The Reserve Bank of India (RBI) chief first deferred the rollout of external benchmark rate with effect from April, but now he appears convinced that transparency in passing policy rate cut benefits is paramount. For, of the 75 bps repo rate cut till July, banks barely managed to transmit 29 bps to customers. “It should be, and can be better,” he said adding, “Our expectation is that they (banks) should move faster.”
As a result of high real interest rates, credit demand including industrial credit and retail credit, remained subdued for quite sometime. Worryingly, retail credit is showing signs of deceleration as consumers delay spending as demand is witnessing a slowdown.
“I think the time has now come to formalise the linking of the lending rates on new loans to external benchmarks like the repo rate.
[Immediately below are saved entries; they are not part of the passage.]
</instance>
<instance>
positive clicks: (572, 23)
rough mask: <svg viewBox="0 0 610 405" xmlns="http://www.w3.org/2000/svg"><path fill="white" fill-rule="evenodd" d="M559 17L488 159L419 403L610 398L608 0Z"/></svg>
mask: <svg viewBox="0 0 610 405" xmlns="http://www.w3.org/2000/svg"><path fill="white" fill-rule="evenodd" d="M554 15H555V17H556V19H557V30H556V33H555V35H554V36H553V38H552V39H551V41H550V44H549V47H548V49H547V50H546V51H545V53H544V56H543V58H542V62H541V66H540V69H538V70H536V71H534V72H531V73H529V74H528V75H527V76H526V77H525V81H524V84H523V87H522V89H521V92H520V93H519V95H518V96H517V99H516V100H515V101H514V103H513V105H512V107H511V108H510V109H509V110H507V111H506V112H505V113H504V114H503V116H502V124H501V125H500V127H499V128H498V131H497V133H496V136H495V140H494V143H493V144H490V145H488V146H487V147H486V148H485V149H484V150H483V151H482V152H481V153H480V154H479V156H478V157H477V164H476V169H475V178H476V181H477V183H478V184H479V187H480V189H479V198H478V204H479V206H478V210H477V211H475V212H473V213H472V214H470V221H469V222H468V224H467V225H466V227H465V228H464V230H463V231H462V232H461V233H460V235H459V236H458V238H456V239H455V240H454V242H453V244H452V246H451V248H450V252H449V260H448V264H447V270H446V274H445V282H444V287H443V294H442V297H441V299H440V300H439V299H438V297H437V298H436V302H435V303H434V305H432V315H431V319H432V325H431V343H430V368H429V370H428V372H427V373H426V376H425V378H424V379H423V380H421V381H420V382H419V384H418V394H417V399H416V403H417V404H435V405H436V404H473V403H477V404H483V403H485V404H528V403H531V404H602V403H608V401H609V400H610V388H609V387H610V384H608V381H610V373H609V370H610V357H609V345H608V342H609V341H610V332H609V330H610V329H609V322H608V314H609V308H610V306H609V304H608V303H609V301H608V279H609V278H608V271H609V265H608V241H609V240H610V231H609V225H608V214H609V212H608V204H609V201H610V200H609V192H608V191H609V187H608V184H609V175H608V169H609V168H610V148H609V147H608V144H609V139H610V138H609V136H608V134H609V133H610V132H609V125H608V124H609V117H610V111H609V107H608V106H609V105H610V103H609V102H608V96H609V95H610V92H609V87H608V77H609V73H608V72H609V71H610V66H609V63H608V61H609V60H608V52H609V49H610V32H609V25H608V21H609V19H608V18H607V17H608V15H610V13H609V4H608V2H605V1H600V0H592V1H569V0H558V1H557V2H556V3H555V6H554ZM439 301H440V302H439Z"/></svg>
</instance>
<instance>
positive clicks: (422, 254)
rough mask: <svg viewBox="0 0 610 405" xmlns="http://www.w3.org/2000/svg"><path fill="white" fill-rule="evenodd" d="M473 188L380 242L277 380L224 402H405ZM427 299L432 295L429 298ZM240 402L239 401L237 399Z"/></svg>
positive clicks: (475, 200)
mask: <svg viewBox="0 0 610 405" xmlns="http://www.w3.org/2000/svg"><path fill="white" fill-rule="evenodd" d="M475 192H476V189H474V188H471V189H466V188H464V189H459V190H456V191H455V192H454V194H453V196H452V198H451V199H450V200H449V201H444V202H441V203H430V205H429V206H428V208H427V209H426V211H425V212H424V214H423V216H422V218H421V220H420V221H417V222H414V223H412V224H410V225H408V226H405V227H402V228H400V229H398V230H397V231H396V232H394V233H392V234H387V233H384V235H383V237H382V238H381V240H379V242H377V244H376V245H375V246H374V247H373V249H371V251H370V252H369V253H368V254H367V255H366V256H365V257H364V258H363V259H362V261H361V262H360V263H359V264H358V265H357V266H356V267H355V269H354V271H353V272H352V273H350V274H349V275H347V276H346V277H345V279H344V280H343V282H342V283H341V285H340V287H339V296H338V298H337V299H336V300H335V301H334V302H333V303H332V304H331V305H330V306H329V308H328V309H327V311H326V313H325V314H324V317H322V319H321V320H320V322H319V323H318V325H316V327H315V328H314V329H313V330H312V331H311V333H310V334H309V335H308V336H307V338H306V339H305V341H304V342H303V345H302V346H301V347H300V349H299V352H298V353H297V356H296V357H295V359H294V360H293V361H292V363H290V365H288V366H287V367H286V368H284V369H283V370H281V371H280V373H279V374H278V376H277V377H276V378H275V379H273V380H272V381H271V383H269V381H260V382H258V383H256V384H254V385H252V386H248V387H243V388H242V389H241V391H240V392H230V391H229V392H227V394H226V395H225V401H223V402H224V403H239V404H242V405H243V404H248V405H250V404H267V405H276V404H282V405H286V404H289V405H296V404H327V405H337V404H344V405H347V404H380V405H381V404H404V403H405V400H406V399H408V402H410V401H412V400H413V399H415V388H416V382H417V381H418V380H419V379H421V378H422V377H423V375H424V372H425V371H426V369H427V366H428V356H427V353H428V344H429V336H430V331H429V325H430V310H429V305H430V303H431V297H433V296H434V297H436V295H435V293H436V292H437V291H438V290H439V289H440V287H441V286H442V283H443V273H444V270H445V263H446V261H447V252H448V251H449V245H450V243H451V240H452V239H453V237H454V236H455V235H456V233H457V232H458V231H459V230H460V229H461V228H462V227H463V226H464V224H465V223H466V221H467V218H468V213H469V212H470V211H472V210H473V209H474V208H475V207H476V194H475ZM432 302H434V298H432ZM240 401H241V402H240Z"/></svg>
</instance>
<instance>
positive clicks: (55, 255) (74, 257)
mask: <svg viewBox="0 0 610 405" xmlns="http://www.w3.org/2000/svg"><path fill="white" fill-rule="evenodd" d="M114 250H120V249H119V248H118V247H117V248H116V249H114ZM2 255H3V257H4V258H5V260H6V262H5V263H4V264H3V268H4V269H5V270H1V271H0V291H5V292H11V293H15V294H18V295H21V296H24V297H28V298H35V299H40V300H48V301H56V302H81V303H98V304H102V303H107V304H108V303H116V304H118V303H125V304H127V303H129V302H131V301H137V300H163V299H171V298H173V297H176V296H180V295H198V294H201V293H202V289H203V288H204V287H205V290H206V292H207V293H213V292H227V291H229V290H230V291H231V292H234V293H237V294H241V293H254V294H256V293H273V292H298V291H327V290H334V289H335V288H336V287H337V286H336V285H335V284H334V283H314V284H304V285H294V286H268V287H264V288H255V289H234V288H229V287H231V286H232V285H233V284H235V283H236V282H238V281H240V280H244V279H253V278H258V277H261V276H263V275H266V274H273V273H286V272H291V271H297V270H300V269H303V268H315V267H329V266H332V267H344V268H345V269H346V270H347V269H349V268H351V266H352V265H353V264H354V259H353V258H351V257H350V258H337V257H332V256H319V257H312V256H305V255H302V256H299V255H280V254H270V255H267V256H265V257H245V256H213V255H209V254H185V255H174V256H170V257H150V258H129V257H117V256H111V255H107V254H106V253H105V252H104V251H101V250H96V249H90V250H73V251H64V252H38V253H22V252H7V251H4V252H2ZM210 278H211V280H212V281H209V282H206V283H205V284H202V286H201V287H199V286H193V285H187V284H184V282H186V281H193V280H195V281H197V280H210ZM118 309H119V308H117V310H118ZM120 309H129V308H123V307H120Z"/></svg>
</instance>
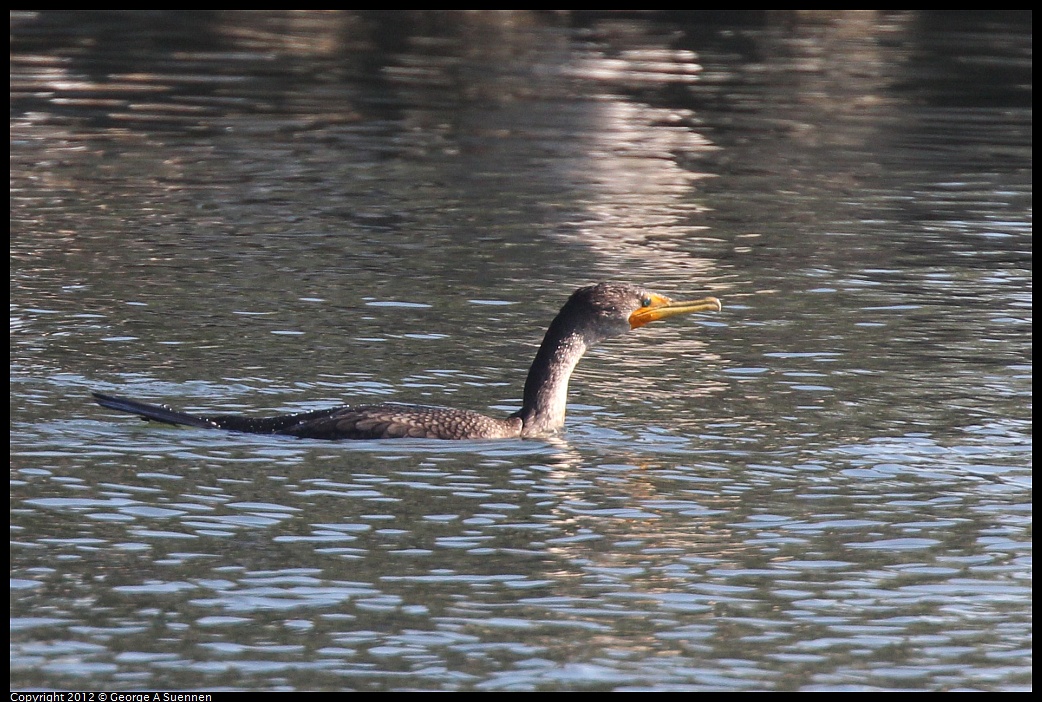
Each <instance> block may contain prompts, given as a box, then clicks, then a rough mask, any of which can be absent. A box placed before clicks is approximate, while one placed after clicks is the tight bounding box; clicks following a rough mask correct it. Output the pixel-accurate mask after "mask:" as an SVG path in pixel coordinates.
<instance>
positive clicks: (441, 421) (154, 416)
mask: <svg viewBox="0 0 1042 702" xmlns="http://www.w3.org/2000/svg"><path fill="white" fill-rule="evenodd" d="M719 310H720V301H719V300H717V299H716V298H702V299H700V300H690V301H687V302H674V301H672V300H670V299H669V298H667V297H664V296H662V295H656V294H654V293H649V292H648V291H646V290H643V289H641V287H637V286H635V285H627V284H621V283H610V282H602V283H598V284H596V285H589V286H587V287H580V289H579V290H577V291H575V293H573V294H572V296H571V297H570V298H568V302H566V303H565V306H564V307H562V308H561V311H560V312H559V314H557V316H556V317H555V318H554V319H553V322H551V323H550V328H549V329H547V331H546V336H544V339H543V344H542V346H540V347H539V353H537V354H536V360H534V361H532V363H531V368H530V369H529V370H528V379H527V380H525V384H524V402H523V404H522V406H521V409H520V410H518V411H516V412H514V413H513V415H511V416H510V417H507V418H506V419H495V418H492V417H486V416H485V415H480V413H478V412H474V411H470V410H467V409H449V408H447V407H430V406H426V405H413V404H398V403H383V404H369V405H357V406H353V407H352V406H343V407H331V408H329V409H317V410H315V411H309V412H300V413H295V415H280V416H277V417H267V418H256V419H254V418H250V417H238V416H234V415H215V416H213V417H196V416H194V415H185V413H184V412H179V411H177V410H175V409H170V408H169V407H165V406H160V405H151V404H146V403H144V402H138V401H137V400H129V399H126V398H120V397H111V396H109V395H102V394H101V393H94V398H95V400H97V402H98V404H100V405H102V406H104V407H108V408H110V409H119V410H121V411H126V412H132V413H134V415H140V416H141V417H142V418H144V419H146V420H154V421H156V422H165V423H167V424H183V425H188V426H194V427H204V428H209V429H227V430H229V431H245V432H249V433H256V434H287V435H290V436H299V437H301V438H328V440H338V438H402V437H417V438H516V437H534V436H545V435H549V434H552V433H554V432H556V431H559V430H560V429H561V428H562V427H564V425H565V405H566V403H567V400H568V379H569V378H570V377H571V375H572V371H573V370H574V369H575V366H576V365H577V363H578V362H579V358H581V357H582V354H584V353H586V351H587V349H589V348H590V347H591V346H593V345H594V344H596V343H598V342H600V341H603V340H605V339H609V337H611V336H618V335H620V334H623V333H625V332H627V331H629V330H630V329H636V328H638V327H642V326H644V325H645V324H647V323H649V322H654V321H656V320H664V319H667V318H669V317H676V316H677V315H688V314H691V312H702V311H719Z"/></svg>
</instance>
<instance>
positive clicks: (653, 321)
mask: <svg viewBox="0 0 1042 702" xmlns="http://www.w3.org/2000/svg"><path fill="white" fill-rule="evenodd" d="M650 297H651V304H649V305H647V306H646V307H640V308H639V309H638V310H637V311H635V312H634V314H632V315H630V316H629V328H630V329H637V328H638V327H643V326H644V325H645V324H647V323H648V322H658V321H659V320H665V319H669V318H670V317H677V316H678V315H690V314H692V312H718V311H720V309H721V305H720V301H719V300H717V299H716V298H702V299H700V300H688V301H686V302H673V301H672V300H670V299H669V298H668V297H666V296H664V295H655V294H654V293H652V294H651V296H650Z"/></svg>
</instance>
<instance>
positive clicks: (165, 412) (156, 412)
mask: <svg viewBox="0 0 1042 702" xmlns="http://www.w3.org/2000/svg"><path fill="white" fill-rule="evenodd" d="M91 394H92V395H93V396H94V400H95V401H96V402H97V403H98V404H100V405H101V406H102V407H108V408H109V409H118V410H120V411H125V412H130V413H131V415H138V416H139V417H141V418H143V419H146V420H152V421H154V422H164V423H166V424H181V425H184V426H190V427H204V428H207V429H214V428H217V425H216V424H215V423H214V422H212V421H209V420H207V419H205V418H203V417H195V416H194V415H187V413H184V412H179V411H177V410H176V409H171V408H170V407H167V406H165V405H155V404H148V403H146V402H139V401H138V400H131V399H129V398H125V397H114V396H111V395H104V394H102V393H91Z"/></svg>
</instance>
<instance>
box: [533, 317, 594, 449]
mask: <svg viewBox="0 0 1042 702" xmlns="http://www.w3.org/2000/svg"><path fill="white" fill-rule="evenodd" d="M559 322H561V320H560V319H559V320H554V321H553V324H551V325H550V328H549V329H548V330H547V331H546V336H545V337H544V339H543V344H542V346H540V347H539V353H537V354H536V360H534V361H532V363H531V368H530V369H528V378H527V379H526V380H525V383H524V403H523V404H522V405H521V410H520V411H518V412H517V413H516V415H515V417H520V418H521V421H522V422H523V423H524V424H523V429H522V431H521V435H522V436H540V435H545V434H551V433H554V432H555V431H559V430H560V429H562V428H563V427H564V426H565V411H566V409H567V406H568V380H569V379H570V378H571V377H572V371H573V370H575V366H576V365H578V362H579V359H580V358H582V354H584V353H586V351H587V348H588V347H589V344H588V342H587V340H586V337H585V336H584V335H582V334H580V333H578V332H576V331H575V330H574V329H572V330H565V329H564V328H563V327H565V326H567V325H565V324H560V323H559Z"/></svg>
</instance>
We are monitoring the developments in this regard and whatever steps are required in the coming weeks, will be taken by RBI,” he said adding, “We have kept the external benchmark in abeyance because we wanted to see how the market evolves. It’s a positive trend that the banks have responded but this process needs to be faster.”
Meanwhile, analysts believe such a move could impact banks’ margins.
“There could be some impact even on the SBI (State Bank of India) as its government deposits could see volatile movement. Rural and semi-urban markets have seen a rise in savings account share irrespective of interest rates. The market condition is probably forcing banks to maintain a status quo on product offerings,” Kotak Institutional Securities noted.
Besides, savings accounts, cash credit loans (greater than Rs 1 lakh) too would be 225 bps in excess of the repo rate. It means, interest rate of 8 per cent against the prevailing MCLR of 8.55 per cent. But going forward, the spread might be higher based on the overall risk assessment by the bank.
Kotak, though said the current impact of the move would be negligible, and could even be beneficial in the long-run. It, however, added that its medium to long-term impact is contingent on internal and external variables.“Internal variables would be customer behaviour during different interest rate regimes and external variables being competitor reaction for such products and importantly, the ability to shift deposits and loans to competing lenders,”Kotak Securities noted.
According to the brokerage, a move towards market benchmark, even if it means to 25 per cent of borrowers, is still a painful transition as it would be the third change in ten years (Prime Lending Rate/base rate/MCLR).
There has been a severe push back by banks until recently to delay external benchmarking for one simple reason. Since deposits are not linked to an external rate, linking lending rates alone will create a mismatch. Banks are unable to link deposits to external rates as more than 90 per cent of the deposits are on fixed interest rates, of which about 36 per cent comprise term deposits with three-year maturity and above, implying their rates get reset infrequently.